Step 3: Dependency injection registration

.NET Framework applications often use third-party DI containers (Autofac, Ninject, Unity) or manual service location. .NET 10 has built-in DI. The migration pattern:

// BEFORE: Autofac registration in Global.asax
var builder = new ContainerBuilder();
builder.RegisterType<OrderRepository>().As<IOrderRepository>();
builder.RegisterType<OrderService>().As<IOrderService>();
var container = builder.Build();
DependencyResolver.SetResolver(
    new AutofacDependencyResolver(container));

// AFTER: .NET 10 built-in DI in Program.cs
var builder = WebApplication.CreateBuilder(args);
builder.Services.AddScoped<IOrderRepository, OrderRepository>();
builder.Services.AddScoped<IOrderService, OrderService>();

Claude Code handles this translation reliably when the CLAUDE.md specifies the DI convention. The main decision for humans: whether to stick with the third-party container (Autofac has a .NET 10 integration) or migrate to built-in DI. For most applications, built-in DI is sufficient and reduces a dependency.

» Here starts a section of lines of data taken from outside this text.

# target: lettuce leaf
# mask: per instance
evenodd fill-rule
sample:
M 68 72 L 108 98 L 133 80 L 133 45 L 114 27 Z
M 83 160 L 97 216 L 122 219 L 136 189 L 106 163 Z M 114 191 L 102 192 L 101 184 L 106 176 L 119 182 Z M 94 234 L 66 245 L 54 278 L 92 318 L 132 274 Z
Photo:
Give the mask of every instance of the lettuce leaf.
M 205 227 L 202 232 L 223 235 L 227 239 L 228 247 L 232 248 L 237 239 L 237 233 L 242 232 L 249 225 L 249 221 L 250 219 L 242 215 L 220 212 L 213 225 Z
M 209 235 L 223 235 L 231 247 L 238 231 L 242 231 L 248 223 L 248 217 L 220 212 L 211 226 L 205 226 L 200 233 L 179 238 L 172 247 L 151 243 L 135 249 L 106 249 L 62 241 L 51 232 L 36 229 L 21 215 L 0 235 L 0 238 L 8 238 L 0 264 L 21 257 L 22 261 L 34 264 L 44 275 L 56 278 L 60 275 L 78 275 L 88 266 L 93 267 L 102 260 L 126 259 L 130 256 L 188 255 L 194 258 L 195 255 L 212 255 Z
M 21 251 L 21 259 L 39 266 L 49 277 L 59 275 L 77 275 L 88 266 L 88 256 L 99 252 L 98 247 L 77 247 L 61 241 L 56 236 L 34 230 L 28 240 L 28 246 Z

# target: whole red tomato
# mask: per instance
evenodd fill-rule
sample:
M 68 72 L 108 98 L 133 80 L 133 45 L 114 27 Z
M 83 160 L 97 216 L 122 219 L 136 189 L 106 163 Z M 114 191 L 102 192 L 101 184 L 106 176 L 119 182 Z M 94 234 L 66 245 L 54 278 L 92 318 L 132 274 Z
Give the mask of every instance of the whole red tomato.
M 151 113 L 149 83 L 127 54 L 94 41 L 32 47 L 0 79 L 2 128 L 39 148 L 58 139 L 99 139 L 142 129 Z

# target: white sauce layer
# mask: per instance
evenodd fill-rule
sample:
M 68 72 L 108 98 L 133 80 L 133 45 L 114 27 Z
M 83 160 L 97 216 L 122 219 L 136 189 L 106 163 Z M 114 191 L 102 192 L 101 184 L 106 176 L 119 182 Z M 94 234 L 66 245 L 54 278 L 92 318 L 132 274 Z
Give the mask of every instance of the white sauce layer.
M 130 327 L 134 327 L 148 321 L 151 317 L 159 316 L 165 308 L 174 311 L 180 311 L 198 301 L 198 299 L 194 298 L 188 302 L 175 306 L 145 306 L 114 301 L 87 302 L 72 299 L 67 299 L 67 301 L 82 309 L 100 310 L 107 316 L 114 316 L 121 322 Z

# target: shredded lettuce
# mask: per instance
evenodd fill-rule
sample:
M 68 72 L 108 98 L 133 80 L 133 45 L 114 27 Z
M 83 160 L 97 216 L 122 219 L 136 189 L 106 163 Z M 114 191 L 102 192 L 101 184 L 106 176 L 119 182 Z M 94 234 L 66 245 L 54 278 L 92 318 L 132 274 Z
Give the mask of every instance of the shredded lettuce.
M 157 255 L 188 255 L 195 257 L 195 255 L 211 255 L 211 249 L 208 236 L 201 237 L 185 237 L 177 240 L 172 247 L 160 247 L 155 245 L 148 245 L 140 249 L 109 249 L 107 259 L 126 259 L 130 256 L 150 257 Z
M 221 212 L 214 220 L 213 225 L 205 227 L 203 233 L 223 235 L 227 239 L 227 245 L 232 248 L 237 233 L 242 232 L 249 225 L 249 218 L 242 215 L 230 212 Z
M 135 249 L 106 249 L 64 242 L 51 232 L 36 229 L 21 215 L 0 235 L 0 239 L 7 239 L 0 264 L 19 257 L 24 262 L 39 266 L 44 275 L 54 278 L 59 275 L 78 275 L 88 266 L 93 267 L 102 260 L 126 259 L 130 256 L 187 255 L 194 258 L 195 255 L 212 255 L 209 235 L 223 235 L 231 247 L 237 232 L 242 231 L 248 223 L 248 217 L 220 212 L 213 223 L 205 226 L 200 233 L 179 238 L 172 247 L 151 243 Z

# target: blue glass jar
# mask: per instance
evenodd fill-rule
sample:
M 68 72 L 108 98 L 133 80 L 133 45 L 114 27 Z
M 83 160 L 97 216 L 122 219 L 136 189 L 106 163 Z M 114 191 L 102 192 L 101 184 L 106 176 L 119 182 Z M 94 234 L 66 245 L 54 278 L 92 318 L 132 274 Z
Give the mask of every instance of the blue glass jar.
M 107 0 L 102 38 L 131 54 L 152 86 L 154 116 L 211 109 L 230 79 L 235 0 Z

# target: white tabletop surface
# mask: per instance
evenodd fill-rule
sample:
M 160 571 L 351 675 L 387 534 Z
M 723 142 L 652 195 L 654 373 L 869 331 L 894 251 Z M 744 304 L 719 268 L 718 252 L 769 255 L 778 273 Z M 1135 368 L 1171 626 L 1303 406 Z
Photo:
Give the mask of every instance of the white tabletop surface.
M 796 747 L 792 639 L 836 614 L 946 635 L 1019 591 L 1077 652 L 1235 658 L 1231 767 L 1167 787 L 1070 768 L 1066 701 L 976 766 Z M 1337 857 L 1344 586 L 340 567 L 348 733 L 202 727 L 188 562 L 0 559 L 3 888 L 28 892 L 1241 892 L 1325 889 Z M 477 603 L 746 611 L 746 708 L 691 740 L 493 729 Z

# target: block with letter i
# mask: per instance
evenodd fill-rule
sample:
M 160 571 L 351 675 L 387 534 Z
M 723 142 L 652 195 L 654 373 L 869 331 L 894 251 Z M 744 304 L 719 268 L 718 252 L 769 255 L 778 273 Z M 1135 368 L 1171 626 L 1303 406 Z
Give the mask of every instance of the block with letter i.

Step 4: Configuration migration

// web.config
<appSettings>
  <add key="MaxRetries" value="3" />
  <add key="ApiBaseUrl" value="https://api.example.com" />
</appSettings>

// appsettings.json (generated by Claude Code)
{
  "RetryOptions": {
    "MaxRetries": 3
  },
  "ExternalApi": {
    "BaseUrl": "https://api.example.com"
  }
}

// Strongly-typed options class
public class RetryOptions
{
    public int MaxRetries { get; init; } = 3;
}

// Registration in Program.cs
builder.Services.Configure<RetryOptions>(
    builder.Configuration.GetSection("RetryOptions"));

Phase 3: Testing and verification

Migrate the test projects

Test project migration follows the same pattern. If migrating from MSTest to xUnit:

// BEFORE: MSTest
[TestClass]
public class OrderServiceTests
{
    [TestMethod]
    public void CalculateTotal_WithDiscount_AppliesDiscount()
    {
        var service = new OrderService();
        var result = service.CalculateTotal(100m, 0.1m);
        Assert.AreEqual(90m, result);
    }
}

// AFTER: xUnit with FluentAssertions (generated by Claude Code)
public class OrderServiceTests
{
    [Fact]
    public void CalculateTotal_WithDiscount_AppliesDiscount()
    {
        var service = new OrderService();
        var result = service.CalculateTotal(100m, 0.1m);
        result.Should().Be(90m);
    }
}

Claude Code handles test framework migration effectively because the patterns are well-defined. The main gotcha: MSTest [TestInitialize] and [TestCleanup] become constructor and IDisposable.Dispose() in xUnit, which changes the lifecycle model. Claude Code knows this mapping, but review the converted tests to ensure setup/teardown order is preserved.

Run the full suite

After migrating all projects, run the complete test suite. Categorise failures:

  • Migration errors: API mismatches, missing using statements, type conversion issues. Claude Code can fix these.
  • Behavioural differences: Logic that behaves differently on .NET 10 (e.g., EF Core lazy loading changes, string comparison differences). These need human investigation.
  • Pre-existing failures: Tests that were already failing before migration. Do not fix these during migration. Track them separately.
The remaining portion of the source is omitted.